The Conspirator

As a director, Robert Redford has twice orchestrated impeccable re-creations of bygone eras: the Twenties in A River Runs Through It and the Fifties in Quiz Show. His latest delves further back into American history, 1865 to be precise, just as the Civil War is concluding and Abraham Lincoln is assassinated. This period, however, proves to be a trickier proposition and despite the purest of intentions, Redford’s gripping courtroom drama is also at times a clunky costumer, filmed in distractingly desaturated hues.

Recounting lesser-known details of a perpetually scrutinized chapter in U.S. history, the film’s twin focal points are Mary Surratt (Robin Wright), the sole woman among eight people arrested and charged with conspiring against the president, and Frederick Aiken (James McAvoy), a war hero new to the law, who reluctantly agrees to act as her defense.

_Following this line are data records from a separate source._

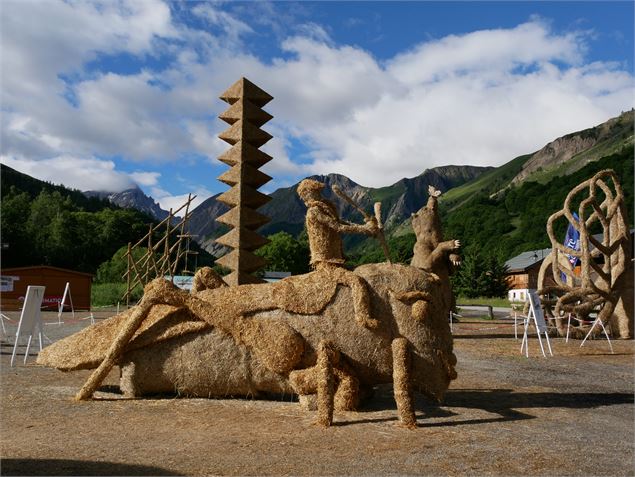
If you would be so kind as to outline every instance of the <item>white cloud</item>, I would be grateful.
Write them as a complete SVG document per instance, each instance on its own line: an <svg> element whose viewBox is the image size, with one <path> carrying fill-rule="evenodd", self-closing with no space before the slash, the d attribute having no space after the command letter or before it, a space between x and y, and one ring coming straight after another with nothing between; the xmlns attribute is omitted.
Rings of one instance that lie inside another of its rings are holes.
<svg viewBox="0 0 635 477"><path fill-rule="evenodd" d="M265 107L274 120L264 129L275 136L263 147L274 156L265 172L339 172L371 186L446 164L500 165L634 104L628 71L585 63L589 32L557 33L540 19L425 41L385 63L305 22L281 43L284 58L264 62L243 38L266 34L266 22L252 29L248 15L238 19L222 4L192 8L213 27L205 31L158 0L34 5L4 5L1 60L2 154L29 164L216 161L228 148L217 138L226 125L215 119L227 105L216 98L241 76L275 97ZM166 70L84 71L99 55L141 58L158 45L171 58ZM309 164L291 156L299 143ZM158 184L158 176L140 177ZM181 197L161 194L165 204Z"/></svg>
<svg viewBox="0 0 635 477"><path fill-rule="evenodd" d="M553 35L547 24L534 20L516 28L449 35L421 43L391 60L388 71L402 83L416 85L471 72L496 77L517 66L545 61L575 64L582 60L584 38L580 32Z"/></svg>
<svg viewBox="0 0 635 477"><path fill-rule="evenodd" d="M229 44L239 43L242 35L253 33L249 25L227 12L214 8L210 4L199 4L195 6L192 8L192 13L204 18L210 24L220 27L225 33Z"/></svg>
<svg viewBox="0 0 635 477"><path fill-rule="evenodd" d="M176 211L181 206L183 206L187 202L188 195L189 195L189 194L172 195L168 191L157 188L157 187L153 187L150 193L152 197L154 198L154 200L156 200L159 203L159 205L161 206L163 210L172 209L173 211ZM190 205L190 211L194 210L202 202L204 202L207 198L209 198L212 195L212 193L211 191L209 191L208 189L204 187L197 187L195 191L193 192L193 195L195 195L196 198L192 201ZM181 210L177 214L177 217L182 217L184 214L185 214L185 209Z"/></svg>
<svg viewBox="0 0 635 477"><path fill-rule="evenodd" d="M310 38L321 43L333 43L331 36L326 32L326 30L321 25L314 22L302 23L297 26L296 31L298 35L305 38Z"/></svg>
<svg viewBox="0 0 635 477"><path fill-rule="evenodd" d="M146 187L158 184L159 177L161 177L160 172L136 171L128 175L132 177L132 180L135 181L137 184L146 186Z"/></svg>
<svg viewBox="0 0 635 477"><path fill-rule="evenodd" d="M3 155L0 162L36 179L81 191L121 192L134 187L127 174L115 170L114 162L97 158L58 156L33 160Z"/></svg>

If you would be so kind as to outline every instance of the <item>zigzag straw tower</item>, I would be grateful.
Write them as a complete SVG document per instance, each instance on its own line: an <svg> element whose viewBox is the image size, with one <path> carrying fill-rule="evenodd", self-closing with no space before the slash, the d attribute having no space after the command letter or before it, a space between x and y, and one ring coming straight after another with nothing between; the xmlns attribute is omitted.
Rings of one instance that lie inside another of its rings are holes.
<svg viewBox="0 0 635 477"><path fill-rule="evenodd" d="M262 283L263 280L251 275L251 272L261 268L266 261L252 252L269 242L255 230L269 222L270 218L255 209L271 199L256 189L271 180L271 177L258 169L272 157L258 148L272 138L260 126L273 117L261 109L273 97L247 78L241 78L220 99L231 106L219 118L231 126L218 137L231 144L232 148L218 157L231 166L231 169L218 177L218 180L231 186L218 200L231 209L216 220L229 225L232 230L217 238L216 242L233 250L216 260L216 263L232 270L224 277L230 286Z"/></svg>

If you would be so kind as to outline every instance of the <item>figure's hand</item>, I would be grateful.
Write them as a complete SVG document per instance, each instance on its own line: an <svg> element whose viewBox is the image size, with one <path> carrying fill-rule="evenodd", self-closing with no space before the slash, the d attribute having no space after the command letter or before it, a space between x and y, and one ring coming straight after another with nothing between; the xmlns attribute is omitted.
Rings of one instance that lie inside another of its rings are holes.
<svg viewBox="0 0 635 477"><path fill-rule="evenodd" d="M454 265L455 267L458 267L461 265L461 257L458 256L456 253L451 253L450 254L450 262L452 263L452 265Z"/></svg>
<svg viewBox="0 0 635 477"><path fill-rule="evenodd" d="M454 241L454 249L459 249L461 248L461 241L460 240L455 240Z"/></svg>

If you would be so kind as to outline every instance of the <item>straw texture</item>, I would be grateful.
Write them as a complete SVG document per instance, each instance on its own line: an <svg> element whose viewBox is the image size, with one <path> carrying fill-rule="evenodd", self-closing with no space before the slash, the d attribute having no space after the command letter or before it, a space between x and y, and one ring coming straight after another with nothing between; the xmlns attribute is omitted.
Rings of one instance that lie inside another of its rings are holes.
<svg viewBox="0 0 635 477"><path fill-rule="evenodd" d="M410 389L410 355L408 341L396 338L392 342L393 359L393 388L399 420L406 427L415 427L416 418L412 405L412 390Z"/></svg>
<svg viewBox="0 0 635 477"><path fill-rule="evenodd" d="M573 204L579 204L578 220L573 216ZM557 239L554 227L560 220L568 221L580 232L580 250ZM590 232L597 224L602 228L602 242ZM588 320L592 311L599 310L599 319L611 325L615 336L633 338L632 244L624 193L615 172L600 171L574 187L563 208L549 217L547 235L552 252L541 266L538 283L540 294L557 297L555 301L543 298L547 307L553 307L554 316L573 313ZM579 260L579 275L567 256ZM549 267L555 286L545 287ZM559 330L565 328L560 326Z"/></svg>

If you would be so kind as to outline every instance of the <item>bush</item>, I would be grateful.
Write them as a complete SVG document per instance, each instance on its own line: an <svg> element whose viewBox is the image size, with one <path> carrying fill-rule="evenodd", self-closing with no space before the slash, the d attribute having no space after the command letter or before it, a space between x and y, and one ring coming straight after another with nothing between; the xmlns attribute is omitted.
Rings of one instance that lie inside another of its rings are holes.
<svg viewBox="0 0 635 477"><path fill-rule="evenodd" d="M115 252L110 260L103 262L97 268L95 281L97 283L123 283L125 281L124 274L128 270L128 260L126 259L128 246L125 245ZM148 253L146 247L139 247L133 250L132 256L138 261Z"/></svg>
<svg viewBox="0 0 635 477"><path fill-rule="evenodd" d="M90 305L91 306L114 306L123 303L122 297L126 293L125 283L93 283ZM141 299L143 288L137 286L130 297L130 303L135 303Z"/></svg>
<svg viewBox="0 0 635 477"><path fill-rule="evenodd" d="M293 275L309 271L309 246L296 240L286 232L278 232L267 237L269 243L256 251L267 260L265 270L291 272Z"/></svg>

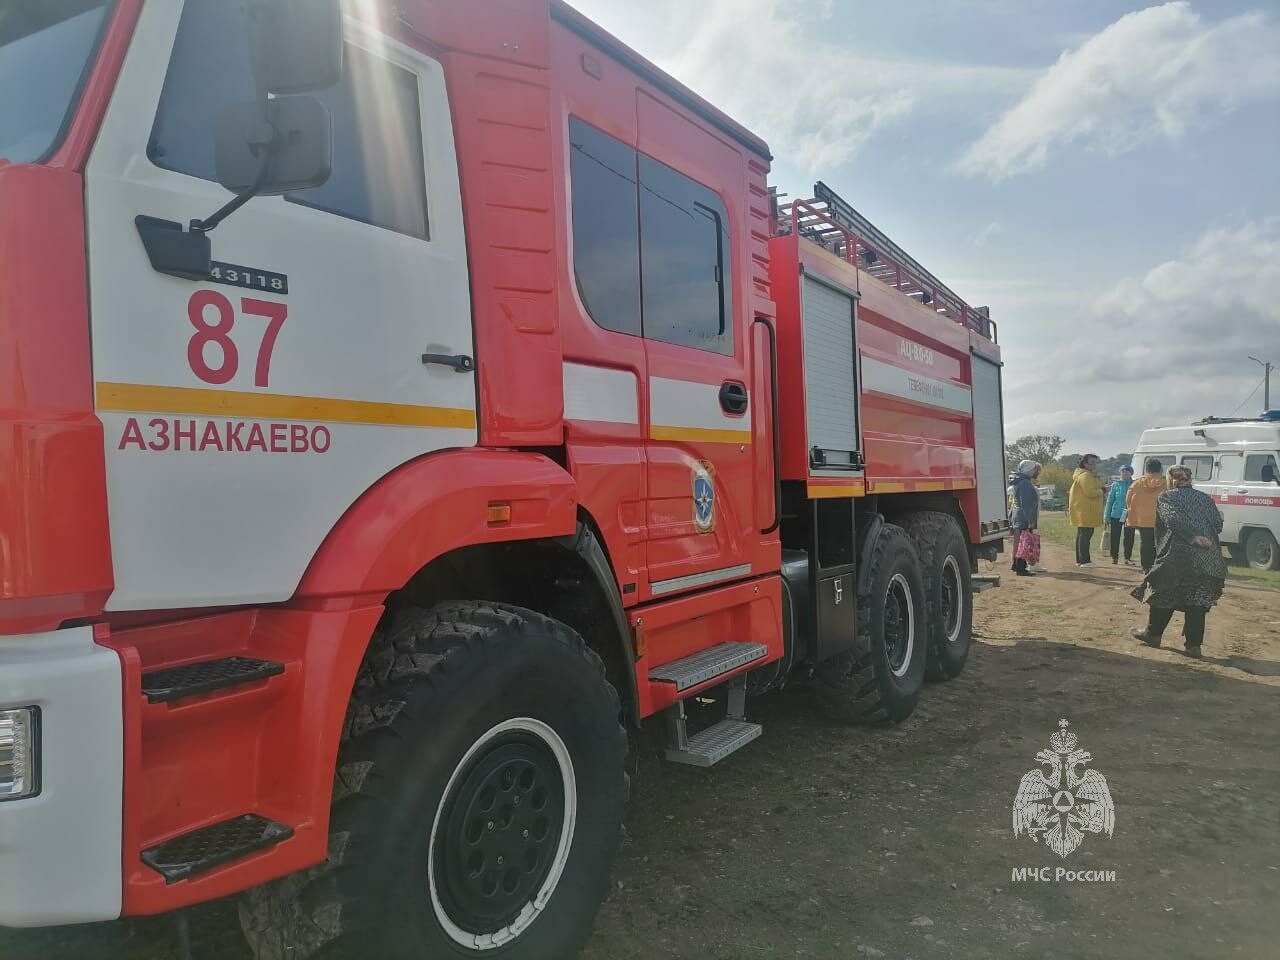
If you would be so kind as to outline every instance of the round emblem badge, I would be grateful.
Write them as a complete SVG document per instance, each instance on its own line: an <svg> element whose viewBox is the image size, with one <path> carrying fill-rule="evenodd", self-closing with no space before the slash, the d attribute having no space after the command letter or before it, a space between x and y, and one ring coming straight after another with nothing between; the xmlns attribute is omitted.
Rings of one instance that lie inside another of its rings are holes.
<svg viewBox="0 0 1280 960"><path fill-rule="evenodd" d="M693 468L693 525L699 533L709 533L716 525L716 488L705 463Z"/></svg>

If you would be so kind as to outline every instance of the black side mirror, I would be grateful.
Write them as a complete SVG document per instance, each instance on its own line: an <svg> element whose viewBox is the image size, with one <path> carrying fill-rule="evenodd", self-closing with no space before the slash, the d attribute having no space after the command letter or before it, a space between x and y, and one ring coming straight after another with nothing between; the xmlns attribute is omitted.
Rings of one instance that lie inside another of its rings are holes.
<svg viewBox="0 0 1280 960"><path fill-rule="evenodd" d="M260 89L321 90L342 76L339 0L250 0L249 52Z"/></svg>
<svg viewBox="0 0 1280 960"><path fill-rule="evenodd" d="M214 167L232 193L270 196L319 186L329 179L332 157L333 120L315 97L277 97L265 108L238 103L218 117Z"/></svg>
<svg viewBox="0 0 1280 960"><path fill-rule="evenodd" d="M1280 477L1276 476L1276 468L1269 463L1264 463L1262 465L1262 482L1280 483Z"/></svg>

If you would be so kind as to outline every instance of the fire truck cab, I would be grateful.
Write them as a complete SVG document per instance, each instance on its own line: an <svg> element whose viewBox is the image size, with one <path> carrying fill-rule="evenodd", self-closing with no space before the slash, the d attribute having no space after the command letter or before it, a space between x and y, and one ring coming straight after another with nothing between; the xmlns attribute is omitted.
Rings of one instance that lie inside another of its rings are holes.
<svg viewBox="0 0 1280 960"><path fill-rule="evenodd" d="M650 718L963 668L994 324L561 0L19 0L15 85L0 925L571 956Z"/></svg>

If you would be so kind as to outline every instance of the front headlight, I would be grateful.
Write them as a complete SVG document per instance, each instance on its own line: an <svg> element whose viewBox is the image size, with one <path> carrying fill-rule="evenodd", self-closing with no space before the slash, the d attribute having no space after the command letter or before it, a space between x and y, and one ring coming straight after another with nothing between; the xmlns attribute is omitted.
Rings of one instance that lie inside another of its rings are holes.
<svg viewBox="0 0 1280 960"><path fill-rule="evenodd" d="M0 710L0 803L40 792L40 708Z"/></svg>

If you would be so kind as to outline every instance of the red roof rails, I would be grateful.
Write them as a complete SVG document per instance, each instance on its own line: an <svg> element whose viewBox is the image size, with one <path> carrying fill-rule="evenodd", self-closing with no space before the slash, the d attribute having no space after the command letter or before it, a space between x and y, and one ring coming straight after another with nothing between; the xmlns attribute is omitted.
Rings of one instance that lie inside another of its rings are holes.
<svg viewBox="0 0 1280 960"><path fill-rule="evenodd" d="M986 307L971 307L961 300L821 180L814 184L813 193L812 199L778 207L780 233L811 240L917 303L933 307L988 340L996 339L997 327Z"/></svg>

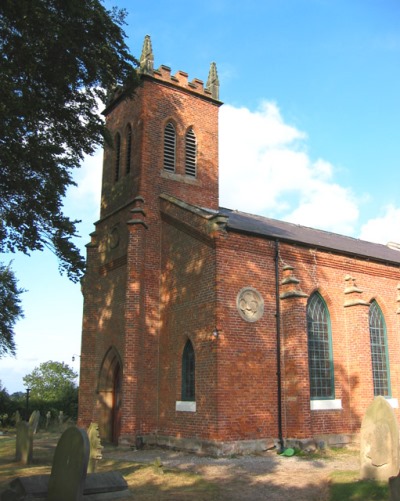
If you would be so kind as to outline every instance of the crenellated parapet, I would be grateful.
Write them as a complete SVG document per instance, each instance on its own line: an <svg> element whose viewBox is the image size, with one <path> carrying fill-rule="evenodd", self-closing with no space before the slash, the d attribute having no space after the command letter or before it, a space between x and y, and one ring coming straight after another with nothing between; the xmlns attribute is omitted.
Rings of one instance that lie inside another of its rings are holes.
<svg viewBox="0 0 400 501"><path fill-rule="evenodd" d="M167 85L172 85L174 87L184 89L188 92L198 94L202 97L219 101L219 79L217 65L215 64L215 62L212 62L210 64L206 85L204 85L204 81L200 80L199 78L193 78L192 80L189 80L189 75L181 70L177 71L175 74L172 74L171 68L163 64L158 69L155 69L153 48L149 35L145 36L143 42L138 71L144 77L152 77ZM124 89L117 87L110 93L107 106L115 103L115 101L117 101L124 95Z"/></svg>
<svg viewBox="0 0 400 501"><path fill-rule="evenodd" d="M143 75L150 75L168 84L183 87L191 92L196 92L213 99L219 99L219 79L217 65L214 62L210 65L205 87L203 80L199 80L198 78L189 81L189 75L184 71L178 71L175 75L172 75L169 66L161 65L158 69L154 69L154 54L149 35L146 35L144 38L139 71Z"/></svg>

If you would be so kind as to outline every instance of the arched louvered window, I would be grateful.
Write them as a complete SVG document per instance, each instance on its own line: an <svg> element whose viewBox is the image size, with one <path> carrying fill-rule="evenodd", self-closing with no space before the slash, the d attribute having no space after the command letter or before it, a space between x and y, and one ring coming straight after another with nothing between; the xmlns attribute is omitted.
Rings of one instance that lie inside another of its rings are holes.
<svg viewBox="0 0 400 501"><path fill-rule="evenodd" d="M114 141L115 148L115 171L114 171L114 181L117 182L119 179L120 168L121 168L121 136L119 133L115 135Z"/></svg>
<svg viewBox="0 0 400 501"><path fill-rule="evenodd" d="M130 124L126 127L126 158L125 158L125 173L129 174L131 171L131 154L132 154L132 127Z"/></svg>
<svg viewBox="0 0 400 501"><path fill-rule="evenodd" d="M307 336L310 396L334 398L330 318L325 301L317 292L307 304Z"/></svg>
<svg viewBox="0 0 400 501"><path fill-rule="evenodd" d="M176 132L171 122L164 129L164 169L175 172Z"/></svg>
<svg viewBox="0 0 400 501"><path fill-rule="evenodd" d="M196 177L197 143L192 128L186 133L185 148L185 174L187 176Z"/></svg>
<svg viewBox="0 0 400 501"><path fill-rule="evenodd" d="M195 400L195 357L193 345L188 340L182 355L182 401Z"/></svg>
<svg viewBox="0 0 400 501"><path fill-rule="evenodd" d="M374 395L390 397L390 370L386 341L386 324L376 301L369 307L369 334L371 340L372 378Z"/></svg>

Whether she’s a guilty party or victim of the federal government’s rush to “justice” weigh on Aiken less than the fact that her fate will lie in the hands of a military commission rather than a civilian jury. Aiken’s increasing attachment to the proceedings alienates those around him—much as McAvoy’s striking, dedicated performance sets him apart from many of his co-stars. (An absolutely unwatchable Justin Long, as Aiken’s wartime buddy, is by far the worst of them.) 

Ultimately, The Conspirator showcases a lead actor in search of a better movie and fascinating source material worthy of a grander vision.